Malay Mail Online was able to obtain an audio recording of the news conference.
The appellate court unanimously ruled today that Teoh’s was caused by the act of “person or persons unknown”, including the Malaysian Anti-Corruption Commission (MACC) officers who had questioned him overnight before he was found dead on July 16.
“We will review the case through the SDR and if need be we will call more witnesses — to ascertain who is the individual involved,” Mohmad said.
Mohmad added that a special team of investigators headed by his deputy, Datuk Amar Singh Ishar Singh, will get down to identifying witnesses in the case soon.
“We will look at the SDR and further deliberate the details we receive, and if there are elements as stated, there is a possibility that the case will be reclassified under 302,” he said referring to Section 302 of the Penal Code for murder.
Court of Appeal Judge Datuk Mah Weng Kwai said the magistrate in the Coroner’s Court and the High Court judge had erred by respectively giving an open verdict and upholding the verdict, pointing out that they had applied the stricter test of beyond reasonable doubt — used in criminal cases.

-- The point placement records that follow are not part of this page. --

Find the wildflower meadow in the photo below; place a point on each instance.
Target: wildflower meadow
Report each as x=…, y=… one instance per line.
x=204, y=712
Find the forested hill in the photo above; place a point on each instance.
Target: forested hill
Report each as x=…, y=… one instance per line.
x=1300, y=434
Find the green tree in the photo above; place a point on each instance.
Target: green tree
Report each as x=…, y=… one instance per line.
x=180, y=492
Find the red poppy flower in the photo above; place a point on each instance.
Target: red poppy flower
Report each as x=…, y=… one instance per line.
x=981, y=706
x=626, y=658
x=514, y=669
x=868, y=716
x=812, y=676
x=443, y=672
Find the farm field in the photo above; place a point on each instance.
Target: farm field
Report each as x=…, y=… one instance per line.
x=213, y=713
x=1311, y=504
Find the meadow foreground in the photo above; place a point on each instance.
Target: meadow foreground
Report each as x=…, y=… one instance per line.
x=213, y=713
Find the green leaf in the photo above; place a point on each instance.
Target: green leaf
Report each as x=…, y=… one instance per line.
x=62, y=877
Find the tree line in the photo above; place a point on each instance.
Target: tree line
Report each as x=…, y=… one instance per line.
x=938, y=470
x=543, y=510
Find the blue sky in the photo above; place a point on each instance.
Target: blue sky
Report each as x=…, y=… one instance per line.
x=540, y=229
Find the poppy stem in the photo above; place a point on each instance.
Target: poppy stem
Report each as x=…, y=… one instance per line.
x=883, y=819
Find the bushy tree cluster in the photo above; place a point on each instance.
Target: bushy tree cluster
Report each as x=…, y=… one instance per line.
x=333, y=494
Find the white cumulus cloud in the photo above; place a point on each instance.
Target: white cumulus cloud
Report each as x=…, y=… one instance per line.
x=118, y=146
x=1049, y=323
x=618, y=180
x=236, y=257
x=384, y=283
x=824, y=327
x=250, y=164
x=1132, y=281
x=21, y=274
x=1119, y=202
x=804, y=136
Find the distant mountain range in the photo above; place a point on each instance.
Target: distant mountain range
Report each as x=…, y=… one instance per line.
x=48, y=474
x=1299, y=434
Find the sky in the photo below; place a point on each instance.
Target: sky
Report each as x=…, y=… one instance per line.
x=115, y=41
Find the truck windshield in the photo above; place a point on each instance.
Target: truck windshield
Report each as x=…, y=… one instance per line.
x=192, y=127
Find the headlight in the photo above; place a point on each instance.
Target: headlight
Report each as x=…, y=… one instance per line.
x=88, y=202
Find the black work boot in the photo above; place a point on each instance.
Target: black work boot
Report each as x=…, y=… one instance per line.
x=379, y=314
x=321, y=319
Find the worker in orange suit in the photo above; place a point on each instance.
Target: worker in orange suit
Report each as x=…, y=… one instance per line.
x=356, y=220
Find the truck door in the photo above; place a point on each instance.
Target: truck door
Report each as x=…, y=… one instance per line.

“We are of the view that the correct verdict to be returned in the inquest is caused by person or persons unknown,” said Mah, one of three judges on the panel.
Mah also ruled out the two other possible verdicts of suicide and death by misadventure or accidental death.
The Court of Appeal then directed the Attorney-General’s Chambers (AGC) to reopen investigations and to prosecute those responsible for Teoh’s death.
The AGC and the MACC had previously cleared three of its officers of any wrongdoing in the political aide’s death.
Beng Hock’s family have been in and out of the courtrooms over the past five years, after the 30-year-old groom-to-be was found sprawled in a pool of his own blood on the fifth-floor landing of the Plaza Masalam building in Shah Alam on July 16, 2009, days before his wedding.
A Royal Commission of Inquiry into Beng Hock’s death, chaired by now-retired Federal Court judge Tan Sri James Foong Cheng Yuen, later ruled on July 21, 2011 that it was a suicide.